US 12,223,261 B2
Image processing apparatus, image processing method, and storage medium
Takashi Miyauchi, Inagi (JP)
Assigned to Canon Kabushiki Kaisha, Tokyo (JP)
Filed by CANON KABUSHIKI KAISHA, Tokyo (JP)
Filed on Mar. 5, 2021, as Appl. No. 17/193,683.
Claims priority of application No. 2020-043075 (JP), filed on Mar. 12, 2020; and application No. 2020-148383 (JP), filed on Sep. 3, 2020.
Prior Publication US 2021/0286991 A1, Sep. 16, 2021
Int. Cl.
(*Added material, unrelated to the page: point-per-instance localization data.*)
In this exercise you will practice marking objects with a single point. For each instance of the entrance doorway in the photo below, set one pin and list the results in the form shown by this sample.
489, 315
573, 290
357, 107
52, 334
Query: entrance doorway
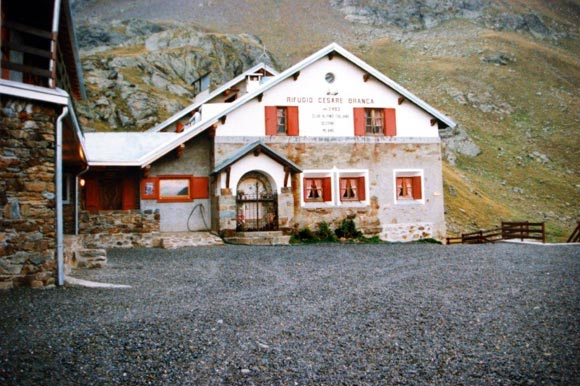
256, 204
G06V 30/41 (2022.01); G06F 18/22 (2023.01); G06F 40/174 (2020.01); G06F 40/284 (2020.01); G06V 10/74 (2022.01); G06V 30/19 (2022.01); G06V 30/262 (2022.01); G06V 30/413 (2022.01); G06V 30/414 (2022.01); G06V 30/416 (2022.01); G06V 30/10 (2022.01)
CPC G06F 40/174 (2020.01) [G06F 18/22 (2023.01); G06F 40/284 (2020.01); G06V 10/761 (2022.01); G06V 30/19007 (2022.01); G06V 30/268 (2022.01); G06V 30/413 (2022.01); G06V 30/414 (2022.01); G06V 30/416 (2022.01); G06V 30/10 (2022.01)] 15 Claims
OG exemplary drawing
 
1. An image processing apparatus comprising:
at least one memory that stores instructions; and
at least one processor that execute the instructions to perform:
detecting text blocks in an input image;
determining a registered document corresponding to the input image among a plurality of registered documents;
determining a text block in the input image that corresponds to a processing target item, based on a partial layout defined in the determined registered document and including a first text block corresponding to the processing target item and at least one second text block present near the first text block; and
obtaining a character string corresponding to the processing target item by performing character recognition processing on the determined text block,
wherein the determination of the text block is performed by superimposing the partial layout at any of positions in a search range in the input image and deriving a matching degree based on a size of an area in which the text blocks included in the partial layout overlap the text blocks in the input image, and
wherein, in the determination of the text block, positions in a vertical direction used to determine the text block corresponding to the processing target item are determined based on differences between positions of the text blocks included in the partial layout in the vertical direction and positions of the text blocks in the search range in the vertical direction, and the matching degree at each of positions in a case where the partial layout is superimposed in a horizontal direction at each of the positions in the vertical direction in the search range is derived, and
wherein, in the determination of the text block,
candidate positions in the input image are determined, the candidate position being a position at which the matching degree is equal to or higher than a threshold, and
in a case where the number of the candidate positions is one, the candidate position is determined as a position used to perform the determination of the text block in the input image, or
in a case where the number of candidate positions is two or more, positions in the registered document are obtained as similar positions and the candidate positions and the similar positions are associated with one another to determine the position used to perform the determination of the text block in the input image, the similar position being position at which a matching degree is equal to or higher than a threshold in a case where the text blocks included in the partial layout are superimposed at one of positions in the registered document, the matching degree being derived by the same method as a method of deriving the matching degree to determine the candidate positions.